Ne önemi var ki; “böyle başbakan mı olur, varlığı yokluğu belli değil sadece ortalıkta dolaşıyor” denilen Davutoğlu’na bile katlanamayan Erdoğan nasıl birini seçecek dersiniz?
Hırsıyla, ihtirasıyla bir adım önde gözüken Binali Yıldırım, Erdoğan’ın istediği başbakan türü olamaz. Ancak Binali Yıldırım’ın, o koltuğa oturmak için yapamayacağı yoktur. Hatta bir süre emir eri gibi, her şeye; “emredersiniz efendim” diyerek kraldan fazla kralcı olarak da davranır. Ancak, ilerleyen zamanda hırs ve ihtirasının durmayacağı, Erdoğan’a sorun çıkartacağı görünüyor.

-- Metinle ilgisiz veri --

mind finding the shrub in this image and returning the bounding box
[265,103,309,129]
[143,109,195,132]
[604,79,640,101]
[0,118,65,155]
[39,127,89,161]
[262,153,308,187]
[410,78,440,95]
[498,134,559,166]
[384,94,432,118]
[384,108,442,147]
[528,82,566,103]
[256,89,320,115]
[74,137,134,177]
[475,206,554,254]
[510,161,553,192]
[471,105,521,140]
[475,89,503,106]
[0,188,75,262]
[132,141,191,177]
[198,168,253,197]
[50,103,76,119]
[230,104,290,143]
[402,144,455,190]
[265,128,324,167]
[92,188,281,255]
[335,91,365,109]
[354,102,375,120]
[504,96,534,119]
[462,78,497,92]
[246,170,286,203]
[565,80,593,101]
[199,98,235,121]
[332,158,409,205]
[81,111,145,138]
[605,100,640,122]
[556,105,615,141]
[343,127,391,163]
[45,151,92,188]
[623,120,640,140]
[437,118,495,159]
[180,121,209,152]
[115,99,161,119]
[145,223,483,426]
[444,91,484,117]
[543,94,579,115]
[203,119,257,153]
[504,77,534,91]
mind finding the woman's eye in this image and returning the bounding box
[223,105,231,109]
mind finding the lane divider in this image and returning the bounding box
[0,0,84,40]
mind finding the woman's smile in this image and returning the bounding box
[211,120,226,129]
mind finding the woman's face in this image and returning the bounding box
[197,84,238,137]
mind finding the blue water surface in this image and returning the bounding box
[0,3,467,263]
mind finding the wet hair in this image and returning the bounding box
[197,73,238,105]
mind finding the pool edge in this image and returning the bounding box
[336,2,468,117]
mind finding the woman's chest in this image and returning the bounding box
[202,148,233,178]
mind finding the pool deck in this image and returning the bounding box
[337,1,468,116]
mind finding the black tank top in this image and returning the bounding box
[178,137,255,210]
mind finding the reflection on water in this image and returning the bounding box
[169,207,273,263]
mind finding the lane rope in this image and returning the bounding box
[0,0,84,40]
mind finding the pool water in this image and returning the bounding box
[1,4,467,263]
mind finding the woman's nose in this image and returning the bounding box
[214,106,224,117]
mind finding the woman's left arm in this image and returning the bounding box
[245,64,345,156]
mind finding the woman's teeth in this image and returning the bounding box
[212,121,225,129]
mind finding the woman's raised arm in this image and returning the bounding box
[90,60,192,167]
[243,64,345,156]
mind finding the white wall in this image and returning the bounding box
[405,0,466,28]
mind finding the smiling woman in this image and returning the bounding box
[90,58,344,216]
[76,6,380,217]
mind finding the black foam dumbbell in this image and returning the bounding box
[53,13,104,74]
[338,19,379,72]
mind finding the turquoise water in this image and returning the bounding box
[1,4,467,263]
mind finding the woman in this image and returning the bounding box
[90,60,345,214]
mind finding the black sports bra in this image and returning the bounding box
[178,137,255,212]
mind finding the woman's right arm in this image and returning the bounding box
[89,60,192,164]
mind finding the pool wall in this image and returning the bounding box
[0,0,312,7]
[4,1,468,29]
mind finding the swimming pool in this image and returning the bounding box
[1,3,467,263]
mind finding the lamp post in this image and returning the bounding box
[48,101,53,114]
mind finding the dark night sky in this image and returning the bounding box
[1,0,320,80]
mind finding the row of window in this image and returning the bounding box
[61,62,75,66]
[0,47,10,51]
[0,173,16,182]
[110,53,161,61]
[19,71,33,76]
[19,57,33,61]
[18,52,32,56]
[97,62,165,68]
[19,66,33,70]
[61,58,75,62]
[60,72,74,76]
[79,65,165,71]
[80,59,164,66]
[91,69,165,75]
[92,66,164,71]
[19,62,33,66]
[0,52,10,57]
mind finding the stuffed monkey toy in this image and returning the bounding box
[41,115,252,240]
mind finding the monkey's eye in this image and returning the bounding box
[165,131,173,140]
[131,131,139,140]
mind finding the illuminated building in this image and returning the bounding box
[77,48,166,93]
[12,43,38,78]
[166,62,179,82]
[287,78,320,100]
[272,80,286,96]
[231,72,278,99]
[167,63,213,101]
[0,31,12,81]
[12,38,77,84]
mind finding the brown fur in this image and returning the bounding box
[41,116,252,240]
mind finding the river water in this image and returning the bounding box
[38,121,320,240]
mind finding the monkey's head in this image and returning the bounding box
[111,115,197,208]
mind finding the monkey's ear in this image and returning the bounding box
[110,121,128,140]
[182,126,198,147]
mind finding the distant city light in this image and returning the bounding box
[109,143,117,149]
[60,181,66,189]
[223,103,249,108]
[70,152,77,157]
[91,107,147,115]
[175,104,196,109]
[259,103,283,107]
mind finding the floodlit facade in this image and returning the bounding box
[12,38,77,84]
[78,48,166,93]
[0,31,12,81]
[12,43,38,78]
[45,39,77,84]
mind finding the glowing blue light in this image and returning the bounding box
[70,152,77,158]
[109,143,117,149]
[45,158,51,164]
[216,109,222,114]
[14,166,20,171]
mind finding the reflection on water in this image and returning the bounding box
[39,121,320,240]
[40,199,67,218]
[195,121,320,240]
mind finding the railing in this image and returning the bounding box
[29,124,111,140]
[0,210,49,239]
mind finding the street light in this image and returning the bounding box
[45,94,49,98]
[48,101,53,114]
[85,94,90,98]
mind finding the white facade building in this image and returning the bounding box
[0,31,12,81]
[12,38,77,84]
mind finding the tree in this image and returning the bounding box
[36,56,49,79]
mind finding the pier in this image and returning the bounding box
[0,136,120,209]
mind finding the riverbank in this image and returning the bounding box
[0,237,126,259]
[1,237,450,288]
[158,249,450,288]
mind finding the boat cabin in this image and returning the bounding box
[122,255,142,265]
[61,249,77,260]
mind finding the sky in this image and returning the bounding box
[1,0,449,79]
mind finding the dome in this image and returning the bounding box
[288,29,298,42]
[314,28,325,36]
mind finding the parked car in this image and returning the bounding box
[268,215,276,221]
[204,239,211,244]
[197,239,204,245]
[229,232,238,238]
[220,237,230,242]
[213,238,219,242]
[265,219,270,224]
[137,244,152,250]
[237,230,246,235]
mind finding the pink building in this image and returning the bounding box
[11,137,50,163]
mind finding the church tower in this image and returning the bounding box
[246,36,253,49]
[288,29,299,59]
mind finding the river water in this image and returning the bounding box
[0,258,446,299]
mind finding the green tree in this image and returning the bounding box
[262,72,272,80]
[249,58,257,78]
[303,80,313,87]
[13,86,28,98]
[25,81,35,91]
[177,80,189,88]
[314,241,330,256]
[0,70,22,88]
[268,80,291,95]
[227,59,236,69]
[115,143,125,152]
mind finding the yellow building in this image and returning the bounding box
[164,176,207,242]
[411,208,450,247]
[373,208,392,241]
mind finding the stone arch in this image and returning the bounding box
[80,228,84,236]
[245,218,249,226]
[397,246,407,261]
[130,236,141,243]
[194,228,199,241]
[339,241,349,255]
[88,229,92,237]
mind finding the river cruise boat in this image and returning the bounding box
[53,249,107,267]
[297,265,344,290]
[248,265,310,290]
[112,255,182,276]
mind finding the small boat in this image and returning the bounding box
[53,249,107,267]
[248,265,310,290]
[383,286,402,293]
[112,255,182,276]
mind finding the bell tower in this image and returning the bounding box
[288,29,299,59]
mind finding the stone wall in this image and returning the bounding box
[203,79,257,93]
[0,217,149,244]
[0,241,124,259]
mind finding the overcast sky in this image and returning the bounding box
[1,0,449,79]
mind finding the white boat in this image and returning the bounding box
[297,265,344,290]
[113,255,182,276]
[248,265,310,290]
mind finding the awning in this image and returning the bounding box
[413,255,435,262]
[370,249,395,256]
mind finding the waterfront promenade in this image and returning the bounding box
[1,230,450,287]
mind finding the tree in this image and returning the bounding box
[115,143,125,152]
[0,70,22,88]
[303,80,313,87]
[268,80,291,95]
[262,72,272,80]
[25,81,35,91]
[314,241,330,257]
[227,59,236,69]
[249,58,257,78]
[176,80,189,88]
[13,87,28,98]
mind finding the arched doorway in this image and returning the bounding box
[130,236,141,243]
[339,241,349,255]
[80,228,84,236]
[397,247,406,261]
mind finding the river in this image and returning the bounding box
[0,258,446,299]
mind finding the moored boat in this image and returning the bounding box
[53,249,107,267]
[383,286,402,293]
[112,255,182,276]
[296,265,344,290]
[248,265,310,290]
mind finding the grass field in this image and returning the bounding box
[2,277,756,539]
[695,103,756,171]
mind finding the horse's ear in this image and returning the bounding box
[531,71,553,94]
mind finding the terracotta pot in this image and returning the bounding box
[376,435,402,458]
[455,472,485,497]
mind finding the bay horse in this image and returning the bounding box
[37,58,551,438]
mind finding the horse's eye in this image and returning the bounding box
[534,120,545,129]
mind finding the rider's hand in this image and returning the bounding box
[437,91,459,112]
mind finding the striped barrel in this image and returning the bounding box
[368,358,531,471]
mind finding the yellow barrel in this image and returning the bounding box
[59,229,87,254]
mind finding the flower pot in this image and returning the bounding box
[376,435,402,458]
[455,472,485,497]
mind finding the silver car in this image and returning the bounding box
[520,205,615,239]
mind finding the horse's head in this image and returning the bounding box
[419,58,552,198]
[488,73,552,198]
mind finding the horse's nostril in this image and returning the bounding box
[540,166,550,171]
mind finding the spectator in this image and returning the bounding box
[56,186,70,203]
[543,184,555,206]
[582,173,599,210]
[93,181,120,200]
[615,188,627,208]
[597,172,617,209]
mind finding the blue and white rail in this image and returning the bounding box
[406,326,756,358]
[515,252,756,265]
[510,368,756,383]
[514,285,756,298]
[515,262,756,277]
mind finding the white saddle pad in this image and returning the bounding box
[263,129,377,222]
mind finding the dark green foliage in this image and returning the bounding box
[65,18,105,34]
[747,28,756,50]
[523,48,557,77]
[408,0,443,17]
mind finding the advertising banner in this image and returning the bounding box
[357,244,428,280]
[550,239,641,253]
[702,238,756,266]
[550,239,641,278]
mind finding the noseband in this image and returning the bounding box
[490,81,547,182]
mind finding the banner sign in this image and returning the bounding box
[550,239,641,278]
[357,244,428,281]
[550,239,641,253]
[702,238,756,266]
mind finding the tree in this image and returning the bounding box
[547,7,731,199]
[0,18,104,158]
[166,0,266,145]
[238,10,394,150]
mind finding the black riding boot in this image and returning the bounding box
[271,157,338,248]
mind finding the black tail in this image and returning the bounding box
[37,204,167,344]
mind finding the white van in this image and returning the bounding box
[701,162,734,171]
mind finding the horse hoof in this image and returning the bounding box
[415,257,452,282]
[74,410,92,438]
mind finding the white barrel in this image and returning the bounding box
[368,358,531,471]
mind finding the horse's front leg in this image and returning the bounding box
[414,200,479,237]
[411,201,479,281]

AKP içerisinde, başbakanlık koltuğuna her ne pahasına olursa olsun, oturmak için açıktan çok büyük çaba gösteren, bu nedenle Erdoğan’ın nefsini okşayıcı davranışlara girişen tek isim Binali Yıldırım’dır.
Peki, Binali Yıldırım başbakan olabilir mi?
Kendini fiili başkan ilan eden Erdoğan, bu konsepte uygun olup- olmadığını aklıyla hareket ederek bir karar verecekse, Binali yıldırım başbakan olamaz. Eğer, nefsiyle, duygularıyla hareket ederse, 23 Mayıs’ta bilin ki başbakan Binali Yıldırım’dır.
Recep Tayyip Erdoğan henüz başbakan iken muhtemelen; “ilerde cumhurbaşkanı olursam, o da başbakan olur” düşüncesi ile partiye getirdiği isimlerden Numan Kurtulmuş’un da şansı var. Ancak yine de bugün için aranan başbakan türüne girmiyor.
Numan Kurtulmuş, Milli Görüşün teorisyenlerinden de sayılır. Ancak Sadet Partisi ve HAS parti genel başkanlıklarında AKP’ye önemli bindirmeleri de defosu!... O da Erbakan’ın öğrencilerinden, partiyi Erdoğan’ın elinden alma ihtimali var.
Bence, başbakan Berat Albayrak olmalı!.. Niçin?
Eğer Bilal kıskanmayacaksa, benim adayım Berat Albayrak!...
An itibariyle, Başbakanlık fiili olarak Cumhurbaşkanı Recep Tayyip Erdoğan’ın uhdesinde gözüküyor. Sadece, protokol gereği bir başbakana ihtiyacımız var, yani temsil görevini görecek… Belki bir de bakanlar arası koordinasyonu sağlayacak, Erdoğan’ın talimatlarını seri bir şekilde bakanlara ulaştıracak bir isim…
Zamandan da tasarruf olmaz mı? Akşam yemekleri önemli hale gelebilir.
Damatla, kayınbaba arasına kimse fitne de sokamaz!...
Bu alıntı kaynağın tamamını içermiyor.